I did my work too well during the war, she told herself. To Indians, defeat was not a sign of the disfavor of the gods. What mattered was how she bore it. And she could not help it—she kept her dignity, and to them she seemed godlike because of it.

Maybe this will make it easier to govern them. Or maybe it will make the day of their disillusionment a terrible thing to behold.

A group of colonists from Hyderabad came to her with a petition. "The planet has been named Ganges, for the holy river," they said, "and that is right. But can we not also remember the many of us from the south? We speak Telugu, not Hindi or Urdu. Can we not have a part of this new colony that belongs to us?"

Virlomi answered them in fluent Telugu—she had learned it because she could not have fully united India if she spoke only Hindi and English—and told them that she would do what the colonists allowed her to do.

It was the first test of her leadership. She went among the people and asked them, dormitory by dormitory, whether they would accept naming the village they would build in the new world "Andhra," after the province whose capital was Hyderabad.

Everyone agreed with her proposal instantly. The world would be named Ganges, but the first village would be Andhra.

"Our language must be Common," she said. "This breaks my heart, to submerge the beautiful languages of India, but we must all be able to speak to each other with one voice, one language. Your children must learn Common in their homes, as the first language. You may also teach them Hindi or Telugu or any other language, but Common first."

"The language of the Raj," said one old man. Immediately the other colonists shouted at him to be respectful to Virlomi.

But Virlomi only laughed. "Yes," she said. "The language of the Raj. Conquered once by the British, and again by the Hegemony. But it is the language we all have in common. We of India because the British ruled us for so long, and then we did so much business with America; the non-Indians because it is a requirement to speak Common or you cannot come on this voyage."

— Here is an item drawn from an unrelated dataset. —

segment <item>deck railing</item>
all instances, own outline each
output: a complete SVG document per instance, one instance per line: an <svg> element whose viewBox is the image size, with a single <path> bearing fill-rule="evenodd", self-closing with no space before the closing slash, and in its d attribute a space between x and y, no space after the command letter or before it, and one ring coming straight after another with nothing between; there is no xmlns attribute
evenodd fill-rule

The old man laughed with her. "So you remember," he said. "We have a longer history with this so-called 'Common' than anyone but the English and the Americans themselves."

"We have always been able to learn the languages of our conquerors and then make them our own. Our literature becomes their literature, and theirs becomes ours. We speak it our own way, and think our own thoughts behind their words. We are who we are. Nothing changes."